Para Aristóteles y Maquiavelo, la historia son procesos de crecimiento y de decadencia, como en plantas y
animales. Por su parte, David Hume creı́a que la historia era cı́clica con perı́odos de paz y libertad alternados
regularmente con otros de guerra y tiranı́a. La misma concepción tenı́an Hobbes y Voltaire. Gray sostiene
que el progreso es una ilusión que responde a las necesidades del sentimiento, no de la razón, menos aún de la
ciencia (aunque progresan las disciplinas, ninguna asegura que la sociedad progresa). Freud, en 1927, en “El
futuro de una ilusión”, argumentaba que la religión es de carácter ilusorio, donde ilusión no es falsedad pues
en cuestiones vitales es simplista hablar de “verdad” o “falsedad”, hay muchas más categorı́as (y de mayor
importancia), por ejemplo: útil–inútil, sensato–insensato, error-útil–error-inútil. En esta categorı́a de ilusión
queda la noción de progreso.
Quienes creen en el progreso han transpuesto esperanzas y valores religiosos a la ciencia. Por algo decimos
creer, ya que esperan del “progreso” la seguridad que antes daba la religión. E insisten en que tienen a la
historia de su lado. Ésta no puede ser “un cuento contado con furia por un idiota”. Con todo, la historia
muestra que la mayorı́a de los seres humanos ha carecido de la noción de progreso, pese a lo cual llevaron
una vida feliz. ¿Cómo saberlo? Por el simple hecho de que no se suicidaron; quizás porque la religión les
daba algunas certezas (y otros miedos). De aquı́ que resulten reveladoras las estadı́sticas de la Asociación
Internacional por la Prevención del Suicidio (IASP): hay más suicidios en el mundo que muertes por guerras,
terrorismo y homicidios.
Es incuestionable el progreso cientı́fico y tecnológico, pero es ilusorio pensar que hay progreso en otros
ámbitos de la vida humana. Si bien crece el conocimiento y el mercado las necesidades del hombre son
prácticamente las mismas. Pese a los esfuerzos de publicistas y vendedores necesitamos lo mismo que Alfonso
X: un buen pan, un buen fuego, un buen vino y un buen amigo.

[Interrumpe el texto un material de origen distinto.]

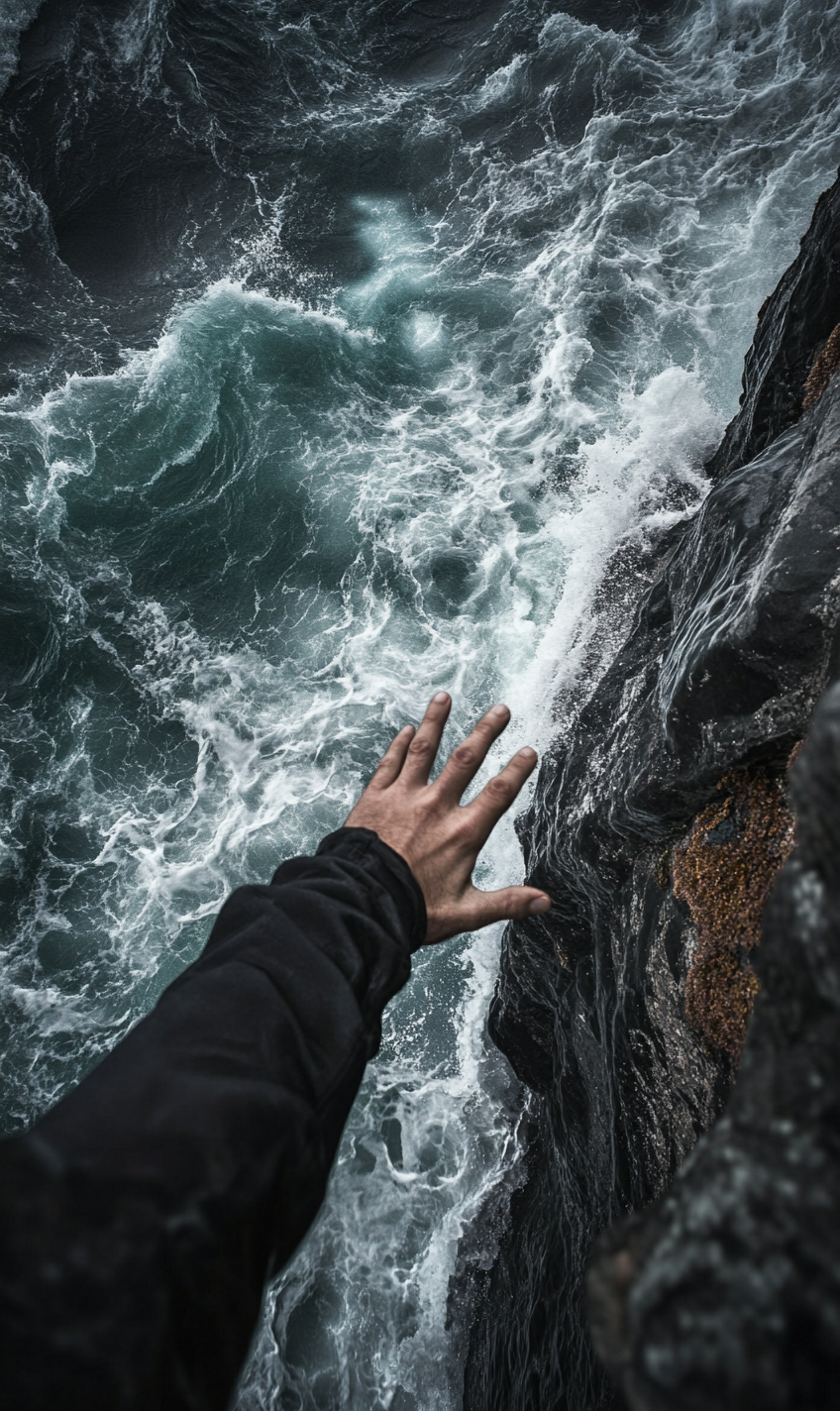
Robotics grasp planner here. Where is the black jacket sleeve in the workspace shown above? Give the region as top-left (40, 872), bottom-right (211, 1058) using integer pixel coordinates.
top-left (0, 828), bottom-right (426, 1411)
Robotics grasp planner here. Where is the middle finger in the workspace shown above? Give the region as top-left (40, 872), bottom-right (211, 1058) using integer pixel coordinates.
top-left (402, 692), bottom-right (453, 785)
top-left (437, 706), bottom-right (510, 803)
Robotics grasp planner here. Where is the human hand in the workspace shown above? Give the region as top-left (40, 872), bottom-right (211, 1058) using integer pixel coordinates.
top-left (344, 692), bottom-right (551, 945)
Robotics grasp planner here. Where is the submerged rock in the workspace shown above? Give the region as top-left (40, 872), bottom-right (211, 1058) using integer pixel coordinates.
top-left (466, 167), bottom-right (840, 1411)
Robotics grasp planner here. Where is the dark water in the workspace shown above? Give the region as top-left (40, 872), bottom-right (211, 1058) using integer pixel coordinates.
top-left (0, 0), bottom-right (840, 1411)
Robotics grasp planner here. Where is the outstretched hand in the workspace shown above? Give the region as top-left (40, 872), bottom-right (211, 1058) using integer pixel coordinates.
top-left (344, 692), bottom-right (551, 944)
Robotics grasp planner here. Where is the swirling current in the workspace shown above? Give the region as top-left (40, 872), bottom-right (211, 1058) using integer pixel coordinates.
top-left (0, 0), bottom-right (840, 1411)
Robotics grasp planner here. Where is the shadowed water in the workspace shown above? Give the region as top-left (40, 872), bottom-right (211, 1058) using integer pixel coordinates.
top-left (0, 0), bottom-right (840, 1411)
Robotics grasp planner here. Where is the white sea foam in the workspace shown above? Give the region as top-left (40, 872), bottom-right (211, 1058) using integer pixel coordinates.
top-left (3, 0), bottom-right (840, 1411)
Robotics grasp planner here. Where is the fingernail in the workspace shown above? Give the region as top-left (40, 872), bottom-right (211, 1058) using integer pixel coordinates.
top-left (529, 896), bottom-right (551, 916)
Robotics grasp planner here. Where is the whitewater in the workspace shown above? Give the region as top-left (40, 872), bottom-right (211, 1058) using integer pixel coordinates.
top-left (0, 0), bottom-right (840, 1411)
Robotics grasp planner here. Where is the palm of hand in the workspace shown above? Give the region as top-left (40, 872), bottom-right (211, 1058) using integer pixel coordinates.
top-left (346, 692), bottom-right (551, 944)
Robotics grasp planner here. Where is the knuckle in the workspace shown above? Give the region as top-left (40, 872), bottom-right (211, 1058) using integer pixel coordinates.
top-left (453, 745), bottom-right (474, 769)
top-left (487, 775), bottom-right (510, 803)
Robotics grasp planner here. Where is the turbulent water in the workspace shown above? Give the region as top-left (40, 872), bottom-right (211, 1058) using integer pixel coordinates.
top-left (0, 0), bottom-right (840, 1411)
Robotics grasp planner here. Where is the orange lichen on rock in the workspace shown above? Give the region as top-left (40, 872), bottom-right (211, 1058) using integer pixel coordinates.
top-left (673, 768), bottom-right (794, 1062)
top-left (802, 323), bottom-right (840, 408)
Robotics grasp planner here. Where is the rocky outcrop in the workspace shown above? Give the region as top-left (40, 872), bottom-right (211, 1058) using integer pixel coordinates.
top-left (589, 686), bottom-right (840, 1411)
top-left (466, 170), bottom-right (840, 1411)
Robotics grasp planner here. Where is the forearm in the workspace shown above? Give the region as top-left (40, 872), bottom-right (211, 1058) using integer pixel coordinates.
top-left (3, 829), bottom-right (426, 1411)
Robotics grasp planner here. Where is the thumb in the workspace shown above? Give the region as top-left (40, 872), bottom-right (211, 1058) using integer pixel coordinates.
top-left (466, 886), bottom-right (551, 931)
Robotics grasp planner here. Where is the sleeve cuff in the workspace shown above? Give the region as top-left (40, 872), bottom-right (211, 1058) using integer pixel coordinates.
top-left (316, 828), bottom-right (429, 955)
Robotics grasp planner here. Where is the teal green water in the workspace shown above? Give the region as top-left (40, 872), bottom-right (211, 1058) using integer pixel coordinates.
top-left (0, 4), bottom-right (840, 1411)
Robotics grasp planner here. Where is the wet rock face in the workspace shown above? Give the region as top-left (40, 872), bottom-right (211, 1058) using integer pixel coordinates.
top-left (589, 686), bottom-right (840, 1411)
top-left (466, 173), bottom-right (840, 1411)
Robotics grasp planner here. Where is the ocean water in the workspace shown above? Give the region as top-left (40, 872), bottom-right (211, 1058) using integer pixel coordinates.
top-left (0, 0), bottom-right (840, 1411)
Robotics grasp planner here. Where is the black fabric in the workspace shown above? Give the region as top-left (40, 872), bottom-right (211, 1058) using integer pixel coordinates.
top-left (0, 828), bottom-right (426, 1411)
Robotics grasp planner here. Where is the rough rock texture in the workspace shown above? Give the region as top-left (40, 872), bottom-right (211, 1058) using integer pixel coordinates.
top-left (589, 686), bottom-right (840, 1411)
top-left (466, 167), bottom-right (840, 1411)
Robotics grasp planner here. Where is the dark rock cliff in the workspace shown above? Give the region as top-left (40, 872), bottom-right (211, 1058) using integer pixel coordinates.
top-left (466, 167), bottom-right (840, 1411)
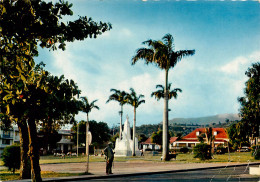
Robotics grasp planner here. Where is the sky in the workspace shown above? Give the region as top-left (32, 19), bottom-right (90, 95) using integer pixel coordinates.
top-left (35, 0), bottom-right (260, 127)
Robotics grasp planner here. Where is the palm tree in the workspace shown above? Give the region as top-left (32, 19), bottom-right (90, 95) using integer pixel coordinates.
top-left (81, 97), bottom-right (99, 173)
top-left (151, 83), bottom-right (182, 100)
top-left (107, 88), bottom-right (128, 140)
top-left (205, 127), bottom-right (215, 157)
top-left (127, 88), bottom-right (145, 156)
top-left (132, 34), bottom-right (195, 160)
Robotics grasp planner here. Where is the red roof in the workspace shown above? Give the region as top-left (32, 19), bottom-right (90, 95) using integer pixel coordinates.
top-left (170, 137), bottom-right (178, 143)
top-left (182, 128), bottom-right (228, 141)
top-left (142, 137), bottom-right (153, 144)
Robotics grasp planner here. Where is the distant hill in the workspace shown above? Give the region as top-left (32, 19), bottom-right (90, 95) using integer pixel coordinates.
top-left (166, 114), bottom-right (241, 125)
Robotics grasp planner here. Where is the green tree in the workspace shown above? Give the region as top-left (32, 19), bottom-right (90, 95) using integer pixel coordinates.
top-left (132, 34), bottom-right (195, 161)
top-left (107, 89), bottom-right (128, 140)
top-left (238, 62), bottom-right (260, 144)
top-left (2, 145), bottom-right (20, 173)
top-left (138, 134), bottom-right (148, 143)
top-left (151, 130), bottom-right (163, 146)
top-left (72, 120), bottom-right (111, 146)
top-left (193, 143), bottom-right (212, 161)
top-left (205, 127), bottom-right (215, 155)
top-left (0, 0), bottom-right (111, 181)
top-left (151, 83), bottom-right (182, 100)
top-left (81, 97), bottom-right (99, 122)
top-left (127, 88), bottom-right (145, 156)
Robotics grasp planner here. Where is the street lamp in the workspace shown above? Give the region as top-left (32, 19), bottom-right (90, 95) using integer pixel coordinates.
top-left (77, 123), bottom-right (79, 157)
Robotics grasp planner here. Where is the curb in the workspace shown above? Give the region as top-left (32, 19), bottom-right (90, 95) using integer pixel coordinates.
top-left (9, 162), bottom-right (260, 182)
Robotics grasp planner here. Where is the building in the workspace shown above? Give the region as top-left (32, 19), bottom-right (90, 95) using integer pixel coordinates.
top-left (141, 137), bottom-right (161, 151)
top-left (171, 128), bottom-right (229, 149)
top-left (56, 130), bottom-right (75, 153)
top-left (0, 126), bottom-right (20, 156)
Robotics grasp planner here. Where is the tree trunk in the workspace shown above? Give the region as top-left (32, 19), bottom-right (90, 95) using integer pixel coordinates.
top-left (132, 107), bottom-right (136, 156)
top-left (86, 113), bottom-right (89, 173)
top-left (28, 118), bottom-right (42, 182)
top-left (17, 120), bottom-right (31, 179)
top-left (162, 69), bottom-right (169, 161)
top-left (119, 105), bottom-right (123, 140)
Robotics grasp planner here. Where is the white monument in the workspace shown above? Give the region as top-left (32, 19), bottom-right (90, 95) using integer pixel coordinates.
top-left (115, 117), bottom-right (141, 156)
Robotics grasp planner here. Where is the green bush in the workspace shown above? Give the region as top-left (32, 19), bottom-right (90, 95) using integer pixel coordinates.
top-left (2, 145), bottom-right (21, 173)
top-left (216, 144), bottom-right (228, 154)
top-left (180, 147), bottom-right (189, 154)
top-left (252, 145), bottom-right (260, 160)
top-left (193, 143), bottom-right (211, 160)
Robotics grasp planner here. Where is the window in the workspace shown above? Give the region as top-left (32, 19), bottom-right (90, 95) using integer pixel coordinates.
top-left (2, 139), bottom-right (10, 145)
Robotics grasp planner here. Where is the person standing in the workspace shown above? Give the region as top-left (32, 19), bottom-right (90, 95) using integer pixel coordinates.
top-left (104, 142), bottom-right (114, 175)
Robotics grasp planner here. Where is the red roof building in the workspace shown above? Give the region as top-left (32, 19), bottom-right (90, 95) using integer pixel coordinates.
top-left (141, 137), bottom-right (160, 151)
top-left (170, 128), bottom-right (229, 149)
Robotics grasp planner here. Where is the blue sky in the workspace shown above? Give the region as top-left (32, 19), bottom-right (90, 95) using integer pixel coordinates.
top-left (36, 0), bottom-right (260, 126)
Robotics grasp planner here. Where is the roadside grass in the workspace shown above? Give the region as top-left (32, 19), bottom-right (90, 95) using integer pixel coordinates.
top-left (0, 152), bottom-right (257, 181)
top-left (0, 169), bottom-right (84, 181)
top-left (40, 152), bottom-right (257, 164)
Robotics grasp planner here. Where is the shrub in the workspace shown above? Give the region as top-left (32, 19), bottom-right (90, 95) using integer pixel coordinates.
top-left (216, 144), bottom-right (227, 154)
top-left (180, 147), bottom-right (189, 154)
top-left (2, 145), bottom-right (21, 173)
top-left (252, 145), bottom-right (260, 160)
top-left (193, 143), bottom-right (211, 160)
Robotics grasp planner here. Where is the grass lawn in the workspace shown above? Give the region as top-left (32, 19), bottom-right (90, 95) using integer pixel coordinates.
top-left (40, 152), bottom-right (256, 164)
top-left (0, 170), bottom-right (83, 181)
top-left (0, 152), bottom-right (257, 181)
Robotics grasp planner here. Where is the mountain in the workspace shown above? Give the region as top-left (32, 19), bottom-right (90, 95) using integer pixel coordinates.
top-left (166, 114), bottom-right (241, 125)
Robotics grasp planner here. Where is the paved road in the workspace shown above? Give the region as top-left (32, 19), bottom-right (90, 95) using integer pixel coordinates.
top-left (67, 166), bottom-right (260, 182)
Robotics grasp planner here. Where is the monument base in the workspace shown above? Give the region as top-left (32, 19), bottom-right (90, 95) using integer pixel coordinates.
top-left (249, 166), bottom-right (260, 176)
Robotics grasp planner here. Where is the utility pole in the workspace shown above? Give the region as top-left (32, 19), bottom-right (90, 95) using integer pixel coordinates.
top-left (86, 120), bottom-right (89, 173)
top-left (77, 123), bottom-right (79, 157)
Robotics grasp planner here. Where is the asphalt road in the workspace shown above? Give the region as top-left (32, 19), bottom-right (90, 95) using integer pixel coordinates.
top-left (68, 165), bottom-right (260, 182)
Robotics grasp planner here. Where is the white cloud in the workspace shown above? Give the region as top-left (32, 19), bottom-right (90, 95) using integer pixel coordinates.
top-left (220, 57), bottom-right (249, 74)
top-left (220, 51), bottom-right (260, 74)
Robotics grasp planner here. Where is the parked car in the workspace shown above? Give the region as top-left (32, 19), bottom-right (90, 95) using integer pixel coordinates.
top-left (237, 146), bottom-right (251, 152)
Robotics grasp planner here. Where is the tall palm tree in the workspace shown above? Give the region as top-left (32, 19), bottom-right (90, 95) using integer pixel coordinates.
top-left (107, 88), bottom-right (128, 140)
top-left (127, 88), bottom-right (145, 156)
top-left (151, 83), bottom-right (182, 100)
top-left (81, 97), bottom-right (99, 173)
top-left (132, 34), bottom-right (195, 161)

Anotemos que los valores humanos son siempre contrapuestos: justicia - piedad, igualdad - excelencia,
individualismo - solidaridad, libertad - autoridad. Cualquier valor “universal”, como cualquier “virtud” puede
basarse en su opuesto (la paz en la conquista, el orden social en la manipulación, etcétera); no existe una
“armonı́a natural” entre los valores humanos como tampoco existe un orden natural.
Los seres humanos somos profundamente contradictorios: somos curiosos, pero tememos a la verdad,
buscamos la paz, pero nos excita la violencia; soñamos con un mundo de armonı́a pero no ha habido año
sin guerra en toda la historia. Por algo los mitos de las más diversas culturas muestran la imperfección del
hombre; judı́os, cristianos y musulmanes comparten creencia en la caı́da de Adán y la falibilidad humana.
Quizás sólo el FMI y el BM confı́an en la honestidad intelectual de sus asesores y la moralidad intachable de
sus administradores.
Quienes trabajamos en la educación creemos que el conocimiento puede volvernos más racionales y “mejores”; confiamos que el progreso de la ciencia lleve al progreso social. Pero también compartimos la aprensión
de Erick Fromm:
Temo que la ciencia en lugar de hacer al hombre libre, lo haga robot.